Heroes & Helpers

On Dec. 9, the major charity event Heroes & Helpers gave 100 children each $100 to spend at Target in honor of the holidays

Officer+hugs+child+participant+in+the+event+Heroes+%26+Helpers+%22goodbye%22+as+they+finish+a+morning+of+shopping+

Photo by Paige Huddleston

Officer hugs child participant in the event Heroes & Helpers “goodbye” as they finish a morning of shopping

Once upon a time, on a cold December morning, Santa’s sleigh took shape in a Target shopping cart. One hundred elves waited anxiously in line, mouths watering, preparing to grab all the toys they can find.

Atlast! One breaks free and runs to a buggy. Clinging to the side, he smiles at his gilded partner, pretending he isn’t shy. The man smiles and asks, “What do you want for Christmas?” Of all the toys in the world, the child looks up at the mister with shining eyes, and says “I only want some shirts for my little sister.”

The event Heroes & Helpers, also known as Shop with a Cop, took place Tuesday at Target with with help from Home Depot, Ellis Pottery, McAlisters and Coca-Cola. Child Protective Services and the Texarkana Police Department team up to arrange the charity function for deserving kids every year.

“Shop with a Cop has been going on in Texarkana for almost 20 years,” Texarkana, Texas, Public Information Officer Shawn Vaughn said. “This year we are able to do 100 kids and gave each of them $100 and they are able to shop for whatever they want.”

The children are given a small parade, with the departments streaming in their vehicles, sirens glaring. They are then lined up and partnered with a shopping cart, cash and a local officer.

“It’s my ninth year to participate, and just to see these kids’ faces light up and be able to see them shop with a policeman or fireman,” CPS administrative assistant Lydia Melton said. “This event is just awesome to me.”

Badges marched in from across the county. Faces from Texarkana as well as Atlanta did their part for the honored children.

“This year I was so excited to see Atlanta Police Department, Dekalb Police Department, Red Lick Volunteer Fire Department, Wake Village and of course Texarkana Police Department and fire department sponsor this event,” Melton said.

For the past five years Target has hosted Heroes & Helpers, providing smiling employees, catered snacks and the one and only Santa Claus. Going above and beyond, the corporation even helps out monetarily.

“We provide a grant to the Texarkana Police Department, so it’s a small grant in preparation for the 10,000 they are trying to gain,” Target Store Manager Lisa Sangalli said. “We also gave a 20-percent-off to make the money go further this year.”

Once the kids are ready, they are set off into the staggering aisles of toys, causing some good ole Christmas mischief.

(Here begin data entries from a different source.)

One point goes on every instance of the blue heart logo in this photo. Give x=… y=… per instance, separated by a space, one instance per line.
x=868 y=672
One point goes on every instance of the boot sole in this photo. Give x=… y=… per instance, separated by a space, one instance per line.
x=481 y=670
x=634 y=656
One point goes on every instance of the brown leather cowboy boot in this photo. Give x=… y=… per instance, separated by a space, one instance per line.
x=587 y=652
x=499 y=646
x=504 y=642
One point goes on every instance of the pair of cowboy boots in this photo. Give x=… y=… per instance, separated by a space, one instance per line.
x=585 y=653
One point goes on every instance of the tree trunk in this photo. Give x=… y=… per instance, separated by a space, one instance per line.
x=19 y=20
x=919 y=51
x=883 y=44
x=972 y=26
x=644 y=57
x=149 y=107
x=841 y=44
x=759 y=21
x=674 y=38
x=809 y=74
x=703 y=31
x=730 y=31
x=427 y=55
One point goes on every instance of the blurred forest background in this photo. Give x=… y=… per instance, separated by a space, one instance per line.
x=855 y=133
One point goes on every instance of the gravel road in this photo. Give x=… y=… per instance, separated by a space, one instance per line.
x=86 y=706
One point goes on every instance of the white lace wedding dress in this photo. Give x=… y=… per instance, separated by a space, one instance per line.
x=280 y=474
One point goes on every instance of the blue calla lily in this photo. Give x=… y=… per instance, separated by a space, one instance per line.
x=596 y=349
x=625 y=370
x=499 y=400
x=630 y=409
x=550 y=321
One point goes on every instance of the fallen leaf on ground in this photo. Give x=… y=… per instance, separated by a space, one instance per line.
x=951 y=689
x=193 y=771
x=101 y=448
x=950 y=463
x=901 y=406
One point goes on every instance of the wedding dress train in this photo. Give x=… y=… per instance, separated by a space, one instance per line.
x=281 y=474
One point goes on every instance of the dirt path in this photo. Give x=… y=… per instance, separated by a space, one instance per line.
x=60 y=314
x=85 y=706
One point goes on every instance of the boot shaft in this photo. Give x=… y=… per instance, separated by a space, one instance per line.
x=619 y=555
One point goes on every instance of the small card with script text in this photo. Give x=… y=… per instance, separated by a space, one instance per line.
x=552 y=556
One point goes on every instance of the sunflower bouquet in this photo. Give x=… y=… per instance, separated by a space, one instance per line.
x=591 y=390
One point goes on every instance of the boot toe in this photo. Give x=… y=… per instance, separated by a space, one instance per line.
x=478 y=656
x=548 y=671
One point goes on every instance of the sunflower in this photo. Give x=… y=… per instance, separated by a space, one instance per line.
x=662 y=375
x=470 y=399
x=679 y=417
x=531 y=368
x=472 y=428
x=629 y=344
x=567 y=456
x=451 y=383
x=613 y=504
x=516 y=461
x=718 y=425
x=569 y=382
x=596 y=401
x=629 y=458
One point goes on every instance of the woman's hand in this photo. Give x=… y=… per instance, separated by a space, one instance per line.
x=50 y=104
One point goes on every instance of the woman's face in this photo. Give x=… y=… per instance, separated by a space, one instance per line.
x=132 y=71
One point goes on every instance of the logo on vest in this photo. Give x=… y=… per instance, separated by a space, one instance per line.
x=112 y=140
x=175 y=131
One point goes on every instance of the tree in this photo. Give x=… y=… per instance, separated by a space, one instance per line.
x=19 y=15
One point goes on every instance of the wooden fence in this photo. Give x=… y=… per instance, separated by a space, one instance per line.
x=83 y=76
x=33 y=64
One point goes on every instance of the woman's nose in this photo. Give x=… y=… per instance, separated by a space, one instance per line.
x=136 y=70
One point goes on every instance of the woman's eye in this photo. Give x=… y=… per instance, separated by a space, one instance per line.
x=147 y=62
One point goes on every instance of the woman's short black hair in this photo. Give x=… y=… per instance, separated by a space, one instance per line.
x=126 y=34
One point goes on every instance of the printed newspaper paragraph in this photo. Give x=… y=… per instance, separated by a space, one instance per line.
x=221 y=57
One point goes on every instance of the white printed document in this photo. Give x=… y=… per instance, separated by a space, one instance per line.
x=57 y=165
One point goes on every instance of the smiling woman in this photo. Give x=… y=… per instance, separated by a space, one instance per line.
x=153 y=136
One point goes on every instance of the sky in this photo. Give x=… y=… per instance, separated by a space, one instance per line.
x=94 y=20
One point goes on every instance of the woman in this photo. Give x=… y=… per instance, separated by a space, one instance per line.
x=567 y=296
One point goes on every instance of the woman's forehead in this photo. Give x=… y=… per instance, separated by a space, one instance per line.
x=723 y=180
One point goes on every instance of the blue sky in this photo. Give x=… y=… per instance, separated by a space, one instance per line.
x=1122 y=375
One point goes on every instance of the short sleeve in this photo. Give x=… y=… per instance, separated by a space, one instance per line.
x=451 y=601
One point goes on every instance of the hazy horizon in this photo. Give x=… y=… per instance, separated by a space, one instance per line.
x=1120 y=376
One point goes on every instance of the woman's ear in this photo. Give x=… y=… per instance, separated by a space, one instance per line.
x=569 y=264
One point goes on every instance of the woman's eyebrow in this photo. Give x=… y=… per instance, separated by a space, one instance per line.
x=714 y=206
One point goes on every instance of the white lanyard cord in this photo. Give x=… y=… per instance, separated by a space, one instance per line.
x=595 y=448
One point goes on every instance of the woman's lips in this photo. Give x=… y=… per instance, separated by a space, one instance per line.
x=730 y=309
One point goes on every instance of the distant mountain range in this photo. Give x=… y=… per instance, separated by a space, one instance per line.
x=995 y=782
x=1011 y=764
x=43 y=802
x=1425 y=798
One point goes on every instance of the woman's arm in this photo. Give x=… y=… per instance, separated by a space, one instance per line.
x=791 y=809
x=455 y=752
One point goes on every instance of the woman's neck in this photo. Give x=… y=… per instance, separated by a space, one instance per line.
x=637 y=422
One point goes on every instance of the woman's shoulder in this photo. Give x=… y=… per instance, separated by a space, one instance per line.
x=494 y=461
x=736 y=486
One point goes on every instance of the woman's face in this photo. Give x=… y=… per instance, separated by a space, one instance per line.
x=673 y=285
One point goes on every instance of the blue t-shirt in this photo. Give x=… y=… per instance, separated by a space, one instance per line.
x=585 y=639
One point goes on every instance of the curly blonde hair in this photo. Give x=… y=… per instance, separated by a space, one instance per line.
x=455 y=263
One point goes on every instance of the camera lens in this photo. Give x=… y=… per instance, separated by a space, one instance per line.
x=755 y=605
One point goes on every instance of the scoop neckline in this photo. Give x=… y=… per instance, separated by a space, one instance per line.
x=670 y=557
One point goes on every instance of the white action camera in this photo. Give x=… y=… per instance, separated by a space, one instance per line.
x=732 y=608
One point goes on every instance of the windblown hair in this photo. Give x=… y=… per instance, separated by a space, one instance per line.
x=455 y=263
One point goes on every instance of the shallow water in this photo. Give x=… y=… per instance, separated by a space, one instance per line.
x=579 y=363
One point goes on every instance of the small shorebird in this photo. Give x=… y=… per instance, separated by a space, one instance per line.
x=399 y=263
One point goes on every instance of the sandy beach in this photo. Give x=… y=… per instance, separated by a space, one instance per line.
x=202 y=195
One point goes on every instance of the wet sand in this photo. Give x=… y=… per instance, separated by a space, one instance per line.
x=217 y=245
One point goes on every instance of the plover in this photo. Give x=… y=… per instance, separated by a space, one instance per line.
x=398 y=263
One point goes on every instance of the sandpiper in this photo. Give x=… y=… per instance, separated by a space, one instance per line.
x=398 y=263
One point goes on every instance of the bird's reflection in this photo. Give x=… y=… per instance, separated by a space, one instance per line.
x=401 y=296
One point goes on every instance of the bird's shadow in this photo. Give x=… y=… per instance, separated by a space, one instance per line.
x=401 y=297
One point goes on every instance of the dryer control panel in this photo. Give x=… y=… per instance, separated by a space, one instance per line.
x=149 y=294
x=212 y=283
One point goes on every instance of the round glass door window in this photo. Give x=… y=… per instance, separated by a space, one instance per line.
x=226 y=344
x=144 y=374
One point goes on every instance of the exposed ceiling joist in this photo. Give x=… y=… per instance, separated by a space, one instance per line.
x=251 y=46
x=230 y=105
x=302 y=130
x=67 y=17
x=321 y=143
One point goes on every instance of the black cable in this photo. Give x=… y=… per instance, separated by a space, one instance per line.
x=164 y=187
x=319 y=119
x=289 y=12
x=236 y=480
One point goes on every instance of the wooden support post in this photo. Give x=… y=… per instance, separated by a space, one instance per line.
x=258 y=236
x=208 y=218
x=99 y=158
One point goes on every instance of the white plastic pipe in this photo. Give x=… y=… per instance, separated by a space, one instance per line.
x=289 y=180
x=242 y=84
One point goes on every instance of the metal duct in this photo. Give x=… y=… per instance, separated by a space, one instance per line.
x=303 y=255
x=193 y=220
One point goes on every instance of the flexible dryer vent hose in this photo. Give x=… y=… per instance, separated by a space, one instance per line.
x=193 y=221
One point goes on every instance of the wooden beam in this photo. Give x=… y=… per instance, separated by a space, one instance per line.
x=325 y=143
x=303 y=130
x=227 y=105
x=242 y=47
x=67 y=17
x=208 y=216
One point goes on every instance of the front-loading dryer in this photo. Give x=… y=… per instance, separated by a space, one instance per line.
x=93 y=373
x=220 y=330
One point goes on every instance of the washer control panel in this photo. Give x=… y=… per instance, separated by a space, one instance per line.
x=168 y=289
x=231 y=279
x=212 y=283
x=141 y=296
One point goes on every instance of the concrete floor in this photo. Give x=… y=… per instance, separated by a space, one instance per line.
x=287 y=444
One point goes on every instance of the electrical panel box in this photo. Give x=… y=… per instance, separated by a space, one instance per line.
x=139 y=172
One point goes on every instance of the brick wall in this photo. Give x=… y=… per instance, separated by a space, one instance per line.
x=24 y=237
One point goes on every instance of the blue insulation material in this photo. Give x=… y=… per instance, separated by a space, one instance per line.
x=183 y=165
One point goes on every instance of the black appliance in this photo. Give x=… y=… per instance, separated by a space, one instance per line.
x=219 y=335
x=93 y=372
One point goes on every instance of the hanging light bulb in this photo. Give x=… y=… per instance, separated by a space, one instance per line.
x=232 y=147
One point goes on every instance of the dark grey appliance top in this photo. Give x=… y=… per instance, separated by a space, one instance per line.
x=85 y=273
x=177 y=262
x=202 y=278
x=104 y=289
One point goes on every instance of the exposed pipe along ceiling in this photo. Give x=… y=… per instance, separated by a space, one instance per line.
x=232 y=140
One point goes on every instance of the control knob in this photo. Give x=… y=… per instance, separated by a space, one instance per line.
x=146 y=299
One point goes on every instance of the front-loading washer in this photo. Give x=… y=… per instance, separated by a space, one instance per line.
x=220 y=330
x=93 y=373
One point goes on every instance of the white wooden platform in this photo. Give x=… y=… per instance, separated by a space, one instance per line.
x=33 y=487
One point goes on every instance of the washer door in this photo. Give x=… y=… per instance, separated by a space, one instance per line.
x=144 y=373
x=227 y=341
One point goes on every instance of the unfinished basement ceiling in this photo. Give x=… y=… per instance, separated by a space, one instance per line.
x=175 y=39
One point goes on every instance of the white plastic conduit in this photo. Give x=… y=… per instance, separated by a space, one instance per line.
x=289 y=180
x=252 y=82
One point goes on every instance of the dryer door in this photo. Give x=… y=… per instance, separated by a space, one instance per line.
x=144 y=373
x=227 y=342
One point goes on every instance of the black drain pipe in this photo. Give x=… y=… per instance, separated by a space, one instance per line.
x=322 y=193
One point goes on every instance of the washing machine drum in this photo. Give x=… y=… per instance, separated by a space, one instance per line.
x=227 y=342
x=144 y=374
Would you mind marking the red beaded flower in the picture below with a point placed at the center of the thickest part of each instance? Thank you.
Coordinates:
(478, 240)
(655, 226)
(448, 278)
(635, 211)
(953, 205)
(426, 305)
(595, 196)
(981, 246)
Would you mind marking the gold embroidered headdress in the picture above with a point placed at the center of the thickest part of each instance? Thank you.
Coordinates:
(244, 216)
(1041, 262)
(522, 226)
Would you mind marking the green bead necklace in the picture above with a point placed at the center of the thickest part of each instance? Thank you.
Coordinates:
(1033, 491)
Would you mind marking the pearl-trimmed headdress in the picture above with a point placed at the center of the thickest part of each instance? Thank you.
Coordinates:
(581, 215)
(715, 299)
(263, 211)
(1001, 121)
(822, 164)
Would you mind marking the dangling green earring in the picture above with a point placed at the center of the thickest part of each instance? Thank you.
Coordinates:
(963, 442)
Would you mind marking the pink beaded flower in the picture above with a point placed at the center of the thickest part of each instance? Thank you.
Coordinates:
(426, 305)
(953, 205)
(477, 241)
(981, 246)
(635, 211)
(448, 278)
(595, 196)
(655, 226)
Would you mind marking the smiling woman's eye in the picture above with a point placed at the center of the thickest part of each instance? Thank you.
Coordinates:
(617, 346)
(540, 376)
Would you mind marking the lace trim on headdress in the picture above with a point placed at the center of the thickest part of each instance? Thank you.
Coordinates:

“I got a doll. I got an Easy Bake Oven,” child participant Yasmine Faulkinbury said. “I’m going to name [the doll] Aurora.”

Other participants, like Paul O’Brien and Joseph Guildery, purchased toys that they can play with their entire family, like a baseball bat and basketball.

“We have pipes and such a big yard that we can just hit the ball across,” mother Zandra O’Brien said. “We get the girls on one side and the boys on the other, and have them hit it back and forth.”

Kids will be kids, but there are some that won’t let themselves be spoiled. A few might ask to spend the money for groceries and presents for others.

“About six years ago, I had a young man I was shopping with and he took his money and used it for his family members, and that just really hit me,” Texarkana, Texas, Fire Chief Eric Schlotter said. “I know when I was kid, I would have gone straight to the toys, no questions asked.”

Not always forthcoming, children often see officers and get scared. This major event helps them redeem their identity as a loving protector, rather than a harsh enforcer.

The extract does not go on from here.